- Born: 1943 (age 82–83) Brisbane, Queensland
- Style: Abstract expressionism
- Awards: Guggenheim fellowship
- Website: virginiacuppaidge.com

= Virginia Cuppaidge =

Australian artist (born 1943)

Virginia Cuppaidge (born 1943) is an Australian contemporary abstract expressionist painter. She lived and worked in New York for almost five decades, before returning to live permanently in Australia. Since 1965, Cuppaidge has held more than thirty-three exhibitions in Australia, USA and Canada.

== Biography ==

Born in Brisbane, Queensland, in 1943, Cuppaidge was the middle child of Russell and Judy Cuppaidge. Her father's portrait, painted by Jon Molvig, was shortlisted for the 1959 Archibald Prize. Cuppaidge moved to Sydney and earned a Master of Fine Art degree from the Mary White School of Art. She lived in New York from 1968 until returning to Australia in 2017 and settled in Newcastle, New South Wales.

== Early career ==
Influenced from a young age by her mother, a botanical painter with an interest in textiles, Cuppaidge dabbled with textiles in the 1960s but soon became interested in painting. She studied in Sydney with Desiderius Orban, Stanislaus Rapotec, Marea Gazzard, John Olsen and Robert Klippel before moving to New York in 1969. Arriving in New York, she called the only contact she had, Australian sculptor Clement Meadmore. They became a couple that year, and Meadmore found Cuppaidge a studio where she began to work on her large-scale geometric abstractions.

== Artistic Development ==
Cuppaidge's first solo show was in 1973 at A. M. Sachs Gallery in New York. Her work impressed the New York art critic Clement Greenberg, who commented on Cuppaidge's "sophisticated maturity". In 1974 Cuppaidge returned to Australia with a body of work which was exhibited at Gallery A in Sydney. The Bulletin referred to her work as 'handsome, no compromise works' in a horizontal format and the arts writer was impressed with Cuppaidge's 'boldness of conception'.

Cuppaidge was awarded a Guggenheim Fellowship in 1976. Cuppaidge did not entirely remove herself from her Australian roots, successfully applying for an Australia Council grant to assist with studio costs in New York.

During her years living in New York, Cuppaidge exhibits regularly in both the United States and Australia. In 1993 she exhibited with fellow ex-patriate Australian artist Judith Cotton at the Wagner Gallery in Hong Kong.

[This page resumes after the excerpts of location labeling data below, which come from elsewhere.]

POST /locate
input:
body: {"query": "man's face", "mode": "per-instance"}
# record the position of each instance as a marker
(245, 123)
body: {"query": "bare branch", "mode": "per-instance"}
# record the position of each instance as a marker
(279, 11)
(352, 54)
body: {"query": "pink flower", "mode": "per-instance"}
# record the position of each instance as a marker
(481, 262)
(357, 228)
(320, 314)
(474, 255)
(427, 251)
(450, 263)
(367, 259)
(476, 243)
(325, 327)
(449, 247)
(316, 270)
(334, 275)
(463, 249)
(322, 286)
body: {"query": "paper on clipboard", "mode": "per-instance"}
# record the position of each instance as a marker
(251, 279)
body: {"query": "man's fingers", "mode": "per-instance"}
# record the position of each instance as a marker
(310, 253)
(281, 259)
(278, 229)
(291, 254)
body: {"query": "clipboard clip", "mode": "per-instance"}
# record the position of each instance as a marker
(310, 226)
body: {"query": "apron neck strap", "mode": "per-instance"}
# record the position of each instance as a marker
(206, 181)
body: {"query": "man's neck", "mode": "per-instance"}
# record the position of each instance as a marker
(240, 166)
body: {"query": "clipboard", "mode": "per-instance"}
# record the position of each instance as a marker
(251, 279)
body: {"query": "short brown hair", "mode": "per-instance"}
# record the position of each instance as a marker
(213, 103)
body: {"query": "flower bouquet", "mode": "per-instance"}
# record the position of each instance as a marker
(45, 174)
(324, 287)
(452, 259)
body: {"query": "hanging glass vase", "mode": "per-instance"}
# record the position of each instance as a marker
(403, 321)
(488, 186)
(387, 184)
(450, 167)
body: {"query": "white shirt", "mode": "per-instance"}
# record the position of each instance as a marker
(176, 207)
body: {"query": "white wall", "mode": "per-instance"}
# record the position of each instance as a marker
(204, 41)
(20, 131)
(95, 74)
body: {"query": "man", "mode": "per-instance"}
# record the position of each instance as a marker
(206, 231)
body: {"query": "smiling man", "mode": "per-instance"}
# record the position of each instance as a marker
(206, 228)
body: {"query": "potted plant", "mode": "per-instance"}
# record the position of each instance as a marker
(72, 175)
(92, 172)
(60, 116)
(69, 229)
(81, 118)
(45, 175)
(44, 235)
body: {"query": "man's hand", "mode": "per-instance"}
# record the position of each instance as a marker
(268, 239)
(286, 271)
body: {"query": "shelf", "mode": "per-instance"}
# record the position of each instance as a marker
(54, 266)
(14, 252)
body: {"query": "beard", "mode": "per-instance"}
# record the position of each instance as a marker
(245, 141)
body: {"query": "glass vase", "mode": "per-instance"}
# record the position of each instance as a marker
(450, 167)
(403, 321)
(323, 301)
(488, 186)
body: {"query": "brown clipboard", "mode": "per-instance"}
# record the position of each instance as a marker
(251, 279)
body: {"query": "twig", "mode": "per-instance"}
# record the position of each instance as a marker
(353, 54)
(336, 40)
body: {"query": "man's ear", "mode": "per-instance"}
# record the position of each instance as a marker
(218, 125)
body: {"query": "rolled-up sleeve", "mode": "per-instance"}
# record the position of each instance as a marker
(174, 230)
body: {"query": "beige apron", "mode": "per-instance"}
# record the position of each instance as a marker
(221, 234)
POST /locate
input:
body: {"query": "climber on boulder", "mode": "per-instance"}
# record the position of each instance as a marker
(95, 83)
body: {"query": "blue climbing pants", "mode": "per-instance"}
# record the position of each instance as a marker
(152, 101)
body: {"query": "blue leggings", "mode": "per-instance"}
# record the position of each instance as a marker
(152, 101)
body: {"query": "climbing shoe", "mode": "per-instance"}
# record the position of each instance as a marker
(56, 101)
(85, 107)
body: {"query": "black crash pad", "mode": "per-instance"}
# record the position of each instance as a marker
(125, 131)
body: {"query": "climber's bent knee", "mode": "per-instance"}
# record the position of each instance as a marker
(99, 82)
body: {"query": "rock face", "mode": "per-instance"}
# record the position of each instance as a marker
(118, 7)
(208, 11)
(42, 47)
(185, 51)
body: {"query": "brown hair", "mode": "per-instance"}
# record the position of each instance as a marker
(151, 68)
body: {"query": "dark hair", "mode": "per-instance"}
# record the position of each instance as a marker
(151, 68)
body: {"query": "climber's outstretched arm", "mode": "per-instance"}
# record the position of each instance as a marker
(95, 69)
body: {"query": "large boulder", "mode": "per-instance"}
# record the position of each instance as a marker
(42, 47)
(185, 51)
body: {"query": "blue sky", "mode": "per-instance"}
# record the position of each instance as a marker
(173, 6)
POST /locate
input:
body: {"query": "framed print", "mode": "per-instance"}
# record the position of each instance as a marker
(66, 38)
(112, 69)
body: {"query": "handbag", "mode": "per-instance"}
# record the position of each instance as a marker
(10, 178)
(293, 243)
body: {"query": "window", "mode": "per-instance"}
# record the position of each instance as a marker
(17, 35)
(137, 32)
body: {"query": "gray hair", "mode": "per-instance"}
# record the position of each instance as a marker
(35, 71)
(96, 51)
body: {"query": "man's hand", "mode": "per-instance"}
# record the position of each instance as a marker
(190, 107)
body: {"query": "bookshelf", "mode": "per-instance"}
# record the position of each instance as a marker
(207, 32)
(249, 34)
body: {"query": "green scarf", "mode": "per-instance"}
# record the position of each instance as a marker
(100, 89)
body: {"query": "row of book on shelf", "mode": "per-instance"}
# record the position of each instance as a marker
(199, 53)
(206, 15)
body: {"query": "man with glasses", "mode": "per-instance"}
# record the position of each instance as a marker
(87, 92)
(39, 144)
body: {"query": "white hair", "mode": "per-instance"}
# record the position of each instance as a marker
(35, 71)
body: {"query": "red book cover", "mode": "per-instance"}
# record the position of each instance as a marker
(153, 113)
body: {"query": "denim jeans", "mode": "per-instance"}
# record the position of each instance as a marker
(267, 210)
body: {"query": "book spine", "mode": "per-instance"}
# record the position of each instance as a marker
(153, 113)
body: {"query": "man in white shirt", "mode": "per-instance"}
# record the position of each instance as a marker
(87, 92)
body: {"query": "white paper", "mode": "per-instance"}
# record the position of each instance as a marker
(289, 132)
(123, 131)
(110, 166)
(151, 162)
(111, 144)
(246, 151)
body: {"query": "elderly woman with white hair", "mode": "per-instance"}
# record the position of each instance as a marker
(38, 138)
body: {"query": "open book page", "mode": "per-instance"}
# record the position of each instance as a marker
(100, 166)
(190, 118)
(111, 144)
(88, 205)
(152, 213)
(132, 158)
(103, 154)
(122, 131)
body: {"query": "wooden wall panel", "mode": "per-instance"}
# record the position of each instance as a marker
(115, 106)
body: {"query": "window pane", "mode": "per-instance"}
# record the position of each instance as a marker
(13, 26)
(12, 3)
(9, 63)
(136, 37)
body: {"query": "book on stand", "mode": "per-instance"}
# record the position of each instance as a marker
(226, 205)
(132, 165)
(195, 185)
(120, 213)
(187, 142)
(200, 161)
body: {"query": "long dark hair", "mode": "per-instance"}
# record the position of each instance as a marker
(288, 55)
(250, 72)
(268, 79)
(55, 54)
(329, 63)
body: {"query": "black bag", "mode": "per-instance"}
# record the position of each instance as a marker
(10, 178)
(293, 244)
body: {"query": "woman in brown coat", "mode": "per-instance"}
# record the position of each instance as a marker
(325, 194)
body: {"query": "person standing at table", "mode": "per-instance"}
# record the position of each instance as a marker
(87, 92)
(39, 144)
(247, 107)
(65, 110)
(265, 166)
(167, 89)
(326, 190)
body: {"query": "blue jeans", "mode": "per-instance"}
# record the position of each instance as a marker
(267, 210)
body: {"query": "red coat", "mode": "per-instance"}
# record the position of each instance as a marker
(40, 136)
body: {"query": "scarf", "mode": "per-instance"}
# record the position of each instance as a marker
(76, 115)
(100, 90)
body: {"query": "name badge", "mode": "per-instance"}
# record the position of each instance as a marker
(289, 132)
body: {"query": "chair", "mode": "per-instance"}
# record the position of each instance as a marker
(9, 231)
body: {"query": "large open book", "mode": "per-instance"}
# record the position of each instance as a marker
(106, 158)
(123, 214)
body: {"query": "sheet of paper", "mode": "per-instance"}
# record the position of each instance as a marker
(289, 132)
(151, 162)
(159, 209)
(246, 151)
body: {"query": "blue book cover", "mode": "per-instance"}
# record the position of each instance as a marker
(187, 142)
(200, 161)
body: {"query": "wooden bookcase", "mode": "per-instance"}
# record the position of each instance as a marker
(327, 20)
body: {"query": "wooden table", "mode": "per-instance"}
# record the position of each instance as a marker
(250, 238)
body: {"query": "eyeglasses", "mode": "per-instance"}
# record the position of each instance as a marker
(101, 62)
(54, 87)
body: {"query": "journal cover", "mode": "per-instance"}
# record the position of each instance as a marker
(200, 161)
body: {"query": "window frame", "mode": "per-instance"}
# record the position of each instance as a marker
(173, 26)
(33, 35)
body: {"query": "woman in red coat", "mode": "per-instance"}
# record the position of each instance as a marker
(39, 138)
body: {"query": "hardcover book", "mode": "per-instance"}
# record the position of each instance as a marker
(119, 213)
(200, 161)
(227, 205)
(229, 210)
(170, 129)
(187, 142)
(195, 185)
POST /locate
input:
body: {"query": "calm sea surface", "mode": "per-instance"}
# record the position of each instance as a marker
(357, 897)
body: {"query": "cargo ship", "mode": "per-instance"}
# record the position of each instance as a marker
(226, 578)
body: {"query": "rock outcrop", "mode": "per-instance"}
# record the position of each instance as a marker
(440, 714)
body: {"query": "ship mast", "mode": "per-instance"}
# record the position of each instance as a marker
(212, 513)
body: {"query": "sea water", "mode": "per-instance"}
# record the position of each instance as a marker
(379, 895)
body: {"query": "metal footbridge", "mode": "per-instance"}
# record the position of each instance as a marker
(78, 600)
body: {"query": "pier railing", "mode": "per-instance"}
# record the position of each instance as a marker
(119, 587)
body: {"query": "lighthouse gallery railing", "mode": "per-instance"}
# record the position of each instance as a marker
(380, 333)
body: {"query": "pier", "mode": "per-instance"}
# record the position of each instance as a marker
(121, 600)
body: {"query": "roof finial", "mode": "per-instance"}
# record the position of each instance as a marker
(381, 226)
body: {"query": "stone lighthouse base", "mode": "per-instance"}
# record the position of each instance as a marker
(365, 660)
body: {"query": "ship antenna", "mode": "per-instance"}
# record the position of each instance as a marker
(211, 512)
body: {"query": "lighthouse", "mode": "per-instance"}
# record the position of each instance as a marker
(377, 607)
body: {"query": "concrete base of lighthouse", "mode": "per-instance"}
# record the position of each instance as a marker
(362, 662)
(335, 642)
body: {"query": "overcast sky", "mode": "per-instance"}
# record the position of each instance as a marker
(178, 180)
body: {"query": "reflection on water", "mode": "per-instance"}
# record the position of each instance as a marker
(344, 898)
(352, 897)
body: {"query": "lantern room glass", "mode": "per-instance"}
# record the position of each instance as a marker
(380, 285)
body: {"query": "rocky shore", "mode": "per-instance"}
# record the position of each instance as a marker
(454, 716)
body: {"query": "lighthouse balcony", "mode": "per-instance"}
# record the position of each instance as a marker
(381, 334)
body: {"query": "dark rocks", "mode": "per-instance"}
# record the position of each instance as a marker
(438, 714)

Her work is held by the National Gallery of Australia; Art Gallery of New South Wales; Art Gallery of Western Australia; Australian Consulate General, New York; Jazz Museum in Harlem, New York; Australian Embassies; Chase Manhattan Bank, New York City; Neuberger Museum, NY; Whitney Communications, New York City; Westpac Bank, New York City.

Georffrey de Groen interviewed Cuppaidge for his Oral History Collection at the National Library of Australia in 1976.

== Oral History ==
An oral history with Cuppaidge recorded in 1976 is accessible through the National Library of Australia.